Лицо Нияза было торжественно и строго. Гость вышел из кабины. Глаза его весело блестели. Он подошёл к коню, осмотрел его, похлопал по шее, потом подсучил рукава и взял коня за узду. Конь отпрянул, но гость потянул его к себе, сжал узду в кулаке. Теперь видно было, что это огромный кулак и принадлежит он сильному человеку.
— Спасибо, аксакал, я возьму твоего коня…
Он отпустил повод, прижал руки к груди и поклонился. Затем обошёл коня, взялся за луку седла и мешковато, но уверенно сел в седло. Странный это был всадник — сутуловатый, громоздкий, но всё же видно было, что конь и седло ему не в новинку. Поблёскивая очками, он сделал круг возле машины. Спутники, растерянно посмеиваясь, поспешили в машину. Они уселись в ней, высунув головы наружу и тревожно поглядывая на гостя. Но гость не подкачал. Он пустил коня рысью, потом разогнал его и перевёл в галоп, и летел теперь, слегка откидываясь при каждом такте, как это делают опытные джигиты. И машина тронулась вслед. Уже издали всадник повернулся и, сцепив ладони, помахал ими на прощание.
Нияз, прижимая шапку к груди, всё кивал и кивал своей лысой головой. Аслан порывался помчаться вслед, но не решился — он знал, что старшему табунщику это не понравится.
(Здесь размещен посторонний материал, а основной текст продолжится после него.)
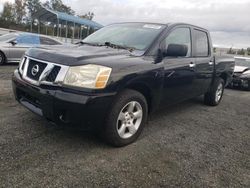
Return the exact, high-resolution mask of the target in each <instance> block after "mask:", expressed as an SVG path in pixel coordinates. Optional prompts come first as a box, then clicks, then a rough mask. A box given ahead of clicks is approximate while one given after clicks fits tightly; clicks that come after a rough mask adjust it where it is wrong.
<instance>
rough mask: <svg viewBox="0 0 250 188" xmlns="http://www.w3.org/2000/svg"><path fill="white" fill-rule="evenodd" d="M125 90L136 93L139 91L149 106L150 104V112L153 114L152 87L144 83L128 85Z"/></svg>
mask: <svg viewBox="0 0 250 188" xmlns="http://www.w3.org/2000/svg"><path fill="white" fill-rule="evenodd" d="M124 89H132V90H135V91H138V92H139V93H141V94H142V95H143V96H144V97H145V99H146V101H147V104H148V112H149V113H150V112H152V109H153V103H152V101H153V96H152V91H151V89H150V87H148V86H147V85H146V84H144V83H139V82H137V83H131V84H129V85H127V86H126V87H125V88H124Z"/></svg>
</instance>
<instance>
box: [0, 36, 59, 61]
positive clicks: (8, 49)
mask: <svg viewBox="0 0 250 188" xmlns="http://www.w3.org/2000/svg"><path fill="white" fill-rule="evenodd" d="M62 44H63V43H61V42H59V41H57V40H55V39H52V38H50V37H47V36H43V35H38V34H33V33H9V34H6V35H2V36H0V65H3V64H5V63H14V62H19V61H20V59H21V57H22V56H23V54H24V53H25V51H26V50H27V49H29V48H31V47H38V46H48V45H62Z"/></svg>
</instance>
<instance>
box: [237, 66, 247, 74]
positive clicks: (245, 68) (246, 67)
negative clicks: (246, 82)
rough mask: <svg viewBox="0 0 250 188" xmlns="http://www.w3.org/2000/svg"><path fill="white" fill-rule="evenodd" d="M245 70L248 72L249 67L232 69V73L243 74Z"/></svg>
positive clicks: (241, 67)
mask: <svg viewBox="0 0 250 188" xmlns="http://www.w3.org/2000/svg"><path fill="white" fill-rule="evenodd" d="M247 70H249V67H245V66H235V67H234V72H236V73H243V72H245V71H247Z"/></svg>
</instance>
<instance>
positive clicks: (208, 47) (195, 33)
mask: <svg viewBox="0 0 250 188" xmlns="http://www.w3.org/2000/svg"><path fill="white" fill-rule="evenodd" d="M194 39H195V42H194V48H195V56H196V57H207V56H209V45H208V44H209V43H208V36H207V33H206V32H204V31H200V30H197V29H194Z"/></svg>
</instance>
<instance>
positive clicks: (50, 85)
mask: <svg viewBox="0 0 250 188" xmlns="http://www.w3.org/2000/svg"><path fill="white" fill-rule="evenodd" d="M234 64H235V63H234V59H230V58H218V59H217V58H215V57H214V55H213V52H212V43H211V39H210V35H209V32H208V31H207V30H205V29H203V28H200V27H196V26H193V25H189V24H182V23H176V24H153V23H120V24H113V25H109V26H107V27H104V28H102V29H100V30H99V31H96V32H95V33H93V34H92V35H90V36H89V37H87V38H85V39H84V40H83V41H81V42H80V43H79V44H78V45H76V46H74V47H55V48H32V49H29V50H28V51H27V52H26V54H25V56H24V57H23V58H22V60H21V62H20V65H19V68H18V69H17V70H15V72H14V75H13V79H12V80H13V82H12V83H13V91H14V94H15V97H16V99H17V101H19V102H20V103H21V104H22V105H23V106H25V107H26V108H28V109H30V110H31V111H33V112H35V113H36V114H39V115H41V116H43V117H45V118H46V119H47V120H49V121H51V122H54V123H56V124H58V125H62V126H66V127H67V126H68V127H74V126H75V127H77V128H82V129H89V128H95V130H98V131H99V133H101V135H102V136H103V137H104V138H105V139H106V141H108V142H109V143H110V144H112V145H114V146H124V145H127V144H129V143H131V142H133V141H135V140H136V139H137V138H138V136H139V135H140V133H141V132H142V129H143V127H144V125H145V123H146V120H147V117H148V114H149V113H152V112H154V111H155V110H156V109H158V108H159V107H163V106H169V105H172V104H174V103H177V102H181V101H183V100H187V99H190V98H194V97H196V96H200V95H204V101H205V103H206V104H208V105H211V106H216V105H218V104H219V102H220V101H221V99H222V95H223V91H224V87H225V86H226V85H227V84H228V83H229V82H230V81H231V78H232V73H233V70H234Z"/></svg>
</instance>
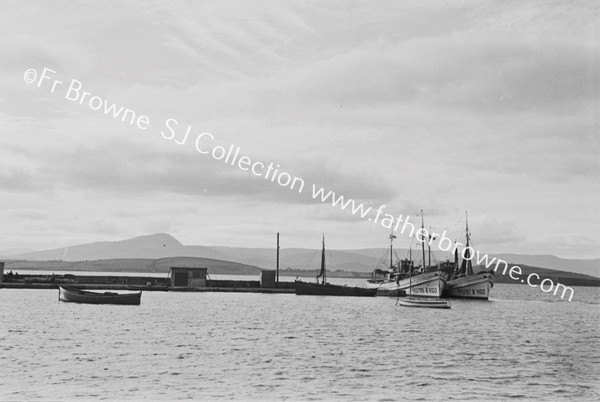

Спустя день к палатке старшего табунщика Нияза Чоркмеева подъехала «Волга» — та самая, в которой проезжал гость, но был в ней один шофёр — парень в клетчатой рубахе с короткими рукавами. Он вынес из кабины картонный ящик и поставил у входа.
— Это тебе в подарок. От секретаря компартии… — И он махнул рукой в сторону гор, туда, где проходила граница.
Шофёр распаковал коробку и вытащил портативный телевизор с зеленоватым матовым экраном — телевизор марки «Юность», работающий на батарейках. На этот раз шофёр не торопился.
Все, кто был в юрте, — дети, женщины и даже сам Нияз — расселись вокруг шофёра и нетерпеливо смотрели, как он налаживал телевизор. И только один Аслан молча вышел из юрты, тихо, стараясь не поднимать шума, отвязал коня, поднял его вверх по тропинке и на дороге, вскочив в седло, дал ему шпоры. Он торопился, потому что боялся, что его опередят. Пасечник Барлыкбаев, всё лето одиноко живший в горах, имел привычку останавливать всех приезжающих и как дань собирать с них новости. А эту новость Аслан никому не хотел уступать — ему было важно первым сообщить о ней. Сообщить и обсудить со всех сторон, потому что — кто бы мог подумать! — старший табунщик был не так уж прост, если такой большой человек не забыл о нём и отдарил его вещью, которой не было ни у кого на верхних и нижних джайлау. Теперь о Ниязе заговорят во всех юртах, не миновать ему гостей со всех концов округи.